Different values of α and ρ ranging from 0.1 up to 1 with equal intervals of 0.1 are tested. Predictor sets ranging from size P = 2 to P = P_max are formed in each split. The number of splits, F is set to 10 in this study. The choice of the value of P_max is based on previous studies on feature selection in tumor classification such as [1], where it is observed that there is no significant change in accuracy at values of P beyond 150. Therefore, for datasets with larger number of classes (K>6), we set P_max to 150, while for datasets with 6 or less classes, the value of P_max is decreased accordingly in proportion to K (Table 1). The rationale for this is that datasets with smaller number of classes need less predictor genes to differentiate samples from different classes than datasets with larger number of classes. It is easier to distinguish among say, 3 classes than telling apart samples from 15 different classes (and hence, a smaller predictor set would be sufficient for the former whereas a larger number of predictor genes would be necessary to accomplish the latter).

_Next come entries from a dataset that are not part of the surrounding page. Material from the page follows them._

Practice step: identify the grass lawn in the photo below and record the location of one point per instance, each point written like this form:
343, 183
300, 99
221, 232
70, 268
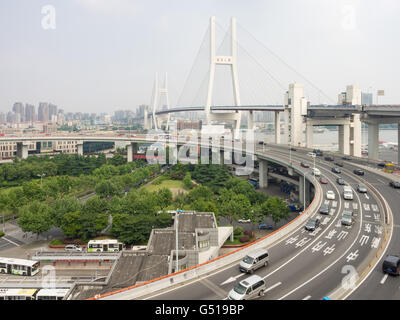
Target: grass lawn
173, 185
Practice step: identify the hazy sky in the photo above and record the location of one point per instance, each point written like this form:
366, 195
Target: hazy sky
102, 54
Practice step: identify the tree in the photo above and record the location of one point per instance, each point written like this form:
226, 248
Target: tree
276, 208
187, 181
35, 217
71, 224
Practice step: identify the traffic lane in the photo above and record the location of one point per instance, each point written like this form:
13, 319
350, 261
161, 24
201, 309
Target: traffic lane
372, 286
369, 204
376, 287
361, 252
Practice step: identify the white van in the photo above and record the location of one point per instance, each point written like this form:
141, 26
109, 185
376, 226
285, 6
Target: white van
347, 193
254, 260
73, 247
316, 172
249, 288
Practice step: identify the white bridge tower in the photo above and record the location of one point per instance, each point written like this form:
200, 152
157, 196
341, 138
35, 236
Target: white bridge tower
230, 61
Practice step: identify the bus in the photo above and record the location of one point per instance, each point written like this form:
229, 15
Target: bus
19, 266
106, 245
51, 294
18, 294
389, 167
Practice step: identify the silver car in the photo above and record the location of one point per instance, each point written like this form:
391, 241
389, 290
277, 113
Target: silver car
250, 288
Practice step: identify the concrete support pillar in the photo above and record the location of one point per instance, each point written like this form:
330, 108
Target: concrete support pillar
277, 127
79, 146
22, 150
308, 193
355, 136
398, 141
309, 135
250, 121
263, 174
373, 141
344, 139
129, 154
301, 190
146, 122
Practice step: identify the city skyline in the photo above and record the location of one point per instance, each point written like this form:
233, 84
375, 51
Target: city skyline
98, 59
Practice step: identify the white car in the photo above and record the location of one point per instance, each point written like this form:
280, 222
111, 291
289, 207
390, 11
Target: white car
330, 195
316, 172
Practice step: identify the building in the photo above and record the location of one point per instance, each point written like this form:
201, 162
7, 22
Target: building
30, 113
19, 111
367, 99
43, 112
199, 240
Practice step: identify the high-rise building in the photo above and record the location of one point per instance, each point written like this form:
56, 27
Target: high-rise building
30, 113
367, 99
52, 111
19, 111
43, 112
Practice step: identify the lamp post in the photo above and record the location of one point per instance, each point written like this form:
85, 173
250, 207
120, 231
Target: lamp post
41, 177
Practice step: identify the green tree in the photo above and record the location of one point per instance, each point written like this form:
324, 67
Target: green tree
35, 217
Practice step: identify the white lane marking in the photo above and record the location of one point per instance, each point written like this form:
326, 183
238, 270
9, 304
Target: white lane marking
273, 287
11, 241
366, 206
231, 279
351, 256
374, 207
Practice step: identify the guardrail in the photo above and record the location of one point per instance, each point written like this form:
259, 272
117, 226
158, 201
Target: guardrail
206, 268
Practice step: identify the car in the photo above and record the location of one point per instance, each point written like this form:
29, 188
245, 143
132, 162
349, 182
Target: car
362, 188
340, 181
394, 184
316, 172
264, 226
391, 265
73, 247
318, 152
312, 224
323, 180
324, 209
254, 260
304, 164
330, 195
347, 218
336, 170
252, 287
359, 172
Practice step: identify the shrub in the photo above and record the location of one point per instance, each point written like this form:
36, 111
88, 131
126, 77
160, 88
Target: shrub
249, 233
237, 231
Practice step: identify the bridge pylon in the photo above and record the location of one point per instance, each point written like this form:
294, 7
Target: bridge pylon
230, 61
157, 92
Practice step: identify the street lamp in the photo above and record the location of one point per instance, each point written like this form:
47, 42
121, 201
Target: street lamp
41, 177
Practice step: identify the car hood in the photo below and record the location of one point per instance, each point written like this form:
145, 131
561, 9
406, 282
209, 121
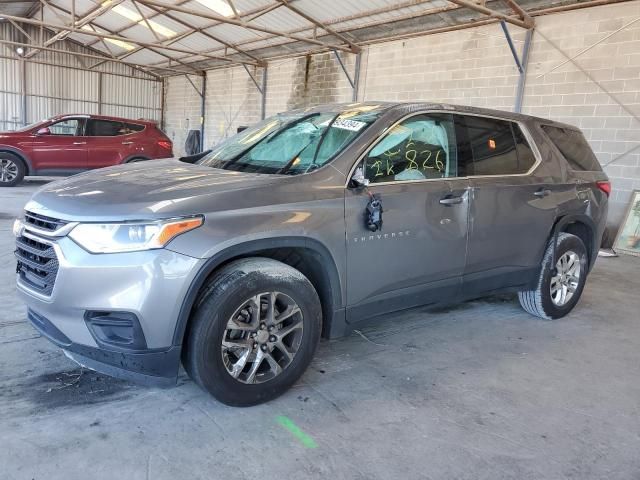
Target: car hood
151, 189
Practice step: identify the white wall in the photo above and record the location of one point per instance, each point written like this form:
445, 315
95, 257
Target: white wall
600, 92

Two feature selection experiments were run on each dataset: one using the W_A,Sscoring method and the other, the W_R,Sscoring method. The DAGSVM classifier is used in evaluating the performance of all resulting predictor sets from both experiments. The DAGSVM is an all-pairs SVM-based multi-classifier which uses substantially less training time compared to either the standard algorithm or Max Wins, and has been shown to produce accuracy comparable to both of these algorithms [28].

Two parameters will be used to evaluate the performance of the W_A,Sand the W_R,Sscoring methods. The first is the best estimate of accuracy. This is simply taken as the largest among the accuracies obtained from Figure 1 at all tested values of α or ρ at P = P_max. By taking the accuracy at fixed value of P (at P_max), we further exclude the possibility of leaking information from the test set into the training process of forming the predictor set in each split. If a draw occurs in terms of the estimate of accuracy, we take the average of the values of α or ρ giving the largest accuracies as the optimal α or ρ.

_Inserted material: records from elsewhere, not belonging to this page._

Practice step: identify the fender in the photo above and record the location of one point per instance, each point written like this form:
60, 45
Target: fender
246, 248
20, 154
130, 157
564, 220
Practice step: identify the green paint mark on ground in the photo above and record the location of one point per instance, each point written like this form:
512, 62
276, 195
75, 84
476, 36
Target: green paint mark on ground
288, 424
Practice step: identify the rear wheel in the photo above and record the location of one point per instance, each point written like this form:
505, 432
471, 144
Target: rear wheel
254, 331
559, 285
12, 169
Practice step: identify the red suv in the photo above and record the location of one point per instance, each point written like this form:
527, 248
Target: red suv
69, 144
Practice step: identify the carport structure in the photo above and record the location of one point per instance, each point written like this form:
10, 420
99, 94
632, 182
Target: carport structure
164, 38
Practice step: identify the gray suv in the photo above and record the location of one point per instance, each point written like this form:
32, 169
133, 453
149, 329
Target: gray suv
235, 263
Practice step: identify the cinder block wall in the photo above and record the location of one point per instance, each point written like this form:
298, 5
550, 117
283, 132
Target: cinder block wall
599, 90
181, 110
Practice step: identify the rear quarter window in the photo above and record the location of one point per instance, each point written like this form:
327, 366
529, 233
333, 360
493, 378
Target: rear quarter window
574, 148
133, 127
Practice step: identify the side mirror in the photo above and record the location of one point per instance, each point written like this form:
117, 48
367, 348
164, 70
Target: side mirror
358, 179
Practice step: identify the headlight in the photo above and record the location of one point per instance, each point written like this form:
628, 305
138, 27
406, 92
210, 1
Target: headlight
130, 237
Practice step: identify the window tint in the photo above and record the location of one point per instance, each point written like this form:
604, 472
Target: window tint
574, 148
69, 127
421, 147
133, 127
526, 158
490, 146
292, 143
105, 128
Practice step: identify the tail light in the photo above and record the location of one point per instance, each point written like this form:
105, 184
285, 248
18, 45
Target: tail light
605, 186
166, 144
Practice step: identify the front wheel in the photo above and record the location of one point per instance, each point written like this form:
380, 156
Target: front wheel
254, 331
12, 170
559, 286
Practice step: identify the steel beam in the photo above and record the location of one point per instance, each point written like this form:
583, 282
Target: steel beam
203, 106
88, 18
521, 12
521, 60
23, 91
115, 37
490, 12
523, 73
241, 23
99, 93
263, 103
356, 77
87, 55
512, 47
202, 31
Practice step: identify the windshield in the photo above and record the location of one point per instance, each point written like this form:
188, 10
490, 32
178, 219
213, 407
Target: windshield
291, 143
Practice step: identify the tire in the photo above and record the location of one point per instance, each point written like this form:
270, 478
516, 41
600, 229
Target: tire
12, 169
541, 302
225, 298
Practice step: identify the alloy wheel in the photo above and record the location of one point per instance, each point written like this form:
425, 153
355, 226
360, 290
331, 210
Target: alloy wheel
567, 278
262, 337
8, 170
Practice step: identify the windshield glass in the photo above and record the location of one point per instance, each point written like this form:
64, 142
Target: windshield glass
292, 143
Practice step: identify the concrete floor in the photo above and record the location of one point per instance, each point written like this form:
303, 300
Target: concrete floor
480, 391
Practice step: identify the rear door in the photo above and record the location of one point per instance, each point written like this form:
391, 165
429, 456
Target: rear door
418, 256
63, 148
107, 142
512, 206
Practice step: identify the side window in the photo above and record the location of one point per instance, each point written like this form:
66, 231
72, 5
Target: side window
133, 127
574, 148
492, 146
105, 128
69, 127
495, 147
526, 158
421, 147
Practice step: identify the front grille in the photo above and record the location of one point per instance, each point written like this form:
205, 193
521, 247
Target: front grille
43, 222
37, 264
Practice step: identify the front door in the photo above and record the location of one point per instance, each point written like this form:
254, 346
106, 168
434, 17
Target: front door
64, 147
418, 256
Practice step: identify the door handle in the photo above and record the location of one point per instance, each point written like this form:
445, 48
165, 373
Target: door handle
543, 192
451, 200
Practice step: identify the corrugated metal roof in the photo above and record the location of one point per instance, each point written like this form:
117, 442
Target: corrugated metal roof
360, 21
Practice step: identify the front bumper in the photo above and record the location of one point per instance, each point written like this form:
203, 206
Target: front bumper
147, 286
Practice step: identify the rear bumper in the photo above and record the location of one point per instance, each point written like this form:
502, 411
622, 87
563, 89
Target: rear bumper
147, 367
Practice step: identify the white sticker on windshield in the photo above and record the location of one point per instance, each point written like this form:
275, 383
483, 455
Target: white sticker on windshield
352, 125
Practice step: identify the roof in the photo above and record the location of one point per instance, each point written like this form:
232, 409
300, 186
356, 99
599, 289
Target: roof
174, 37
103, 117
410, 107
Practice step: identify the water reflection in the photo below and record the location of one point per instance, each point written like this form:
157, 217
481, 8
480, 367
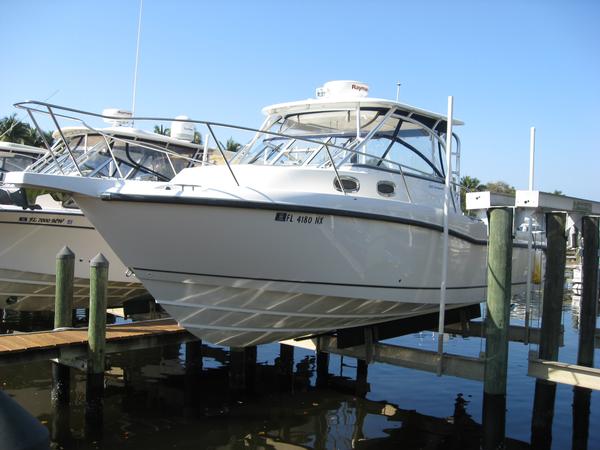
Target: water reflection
158, 398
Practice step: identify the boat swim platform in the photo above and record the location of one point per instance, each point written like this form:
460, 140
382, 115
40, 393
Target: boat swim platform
70, 345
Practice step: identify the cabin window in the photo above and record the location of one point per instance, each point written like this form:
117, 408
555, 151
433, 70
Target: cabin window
350, 184
386, 188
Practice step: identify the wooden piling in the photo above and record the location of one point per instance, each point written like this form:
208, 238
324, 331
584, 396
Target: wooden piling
96, 346
496, 326
63, 304
286, 367
362, 372
589, 294
545, 391
587, 330
63, 317
237, 369
322, 369
97, 325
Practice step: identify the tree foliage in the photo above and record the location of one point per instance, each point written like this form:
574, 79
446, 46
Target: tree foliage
468, 184
19, 132
232, 146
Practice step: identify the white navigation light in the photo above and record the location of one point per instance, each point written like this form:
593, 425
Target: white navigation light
343, 88
182, 130
117, 117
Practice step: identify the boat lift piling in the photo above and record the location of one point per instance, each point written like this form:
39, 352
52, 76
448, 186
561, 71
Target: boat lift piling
63, 317
545, 391
96, 342
589, 297
496, 326
587, 330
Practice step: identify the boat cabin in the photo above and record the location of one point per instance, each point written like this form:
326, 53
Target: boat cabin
344, 128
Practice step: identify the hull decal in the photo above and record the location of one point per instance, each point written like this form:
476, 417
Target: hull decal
423, 288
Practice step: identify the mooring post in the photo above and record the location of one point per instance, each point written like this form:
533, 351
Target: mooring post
237, 368
322, 369
250, 358
193, 371
362, 372
587, 330
96, 343
589, 293
496, 326
63, 304
545, 391
63, 317
286, 367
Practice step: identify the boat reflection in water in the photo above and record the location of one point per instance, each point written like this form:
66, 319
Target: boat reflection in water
153, 400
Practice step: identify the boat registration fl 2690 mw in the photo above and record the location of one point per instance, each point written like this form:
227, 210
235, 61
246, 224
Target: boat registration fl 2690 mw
329, 217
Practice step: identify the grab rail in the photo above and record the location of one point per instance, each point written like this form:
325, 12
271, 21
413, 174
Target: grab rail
56, 111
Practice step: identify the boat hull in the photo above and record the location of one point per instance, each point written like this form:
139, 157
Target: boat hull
243, 275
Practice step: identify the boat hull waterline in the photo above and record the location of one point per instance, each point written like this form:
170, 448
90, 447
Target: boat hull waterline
248, 276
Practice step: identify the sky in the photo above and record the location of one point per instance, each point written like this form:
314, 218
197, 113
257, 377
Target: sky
509, 65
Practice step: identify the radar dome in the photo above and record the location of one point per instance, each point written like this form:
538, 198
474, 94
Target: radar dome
182, 130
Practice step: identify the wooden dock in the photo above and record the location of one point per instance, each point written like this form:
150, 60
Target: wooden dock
69, 346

For multiclass classification problems, merely attaining a good estimate of accuracy does not represent excellent classification performance. There is also the need to ensure that samples from all classes are predicted with equally good rate of accuracy. This is especially true when class sizes are greatly unequal among the classes, which is often the case for multiclass microarray datasets. A predictor set may achieve high estimate of overall accuracy by simply predicting test samples as belonging to one of the classes with large class size at a high frequency. The end results will be that samples belonging to certain classes will be correctly predicted most of the time, while samples from other classes will be wrongly classified at a high rate.

This calls for the second parameter, the range of class accuracies, in evaluating the performance of the predictor set scoring methods. For each class, class accuracy denotes the ratio of correctly classified samples of that class to the class size in the test set. Each class accuracy is computed from the DDP value which produces the best estimate of accuracy at P = P_max in the first place. The range of class accuracies is the difference between the best class accuracy and the worst class accuracy among the K class accuracies in a K-class dataset. In an ideal situation, overall accuracy being exactly 1, each class accuracy is 1, so the perfect range of class accuracies is 0. Hence, the lower the range of class accuracies, the better the classification performance.

Best estimate of accuracy

Overall the W_A,Sscoring method outperforms the W_R,Sscoring method by giving better accuracy in six out of nine datasets (Table 2). Only in three datasets, GCM, NCI60 and SRBC datasets, does the W_R,Sscoring method give the same accuracy as the W_A,Sscoring method.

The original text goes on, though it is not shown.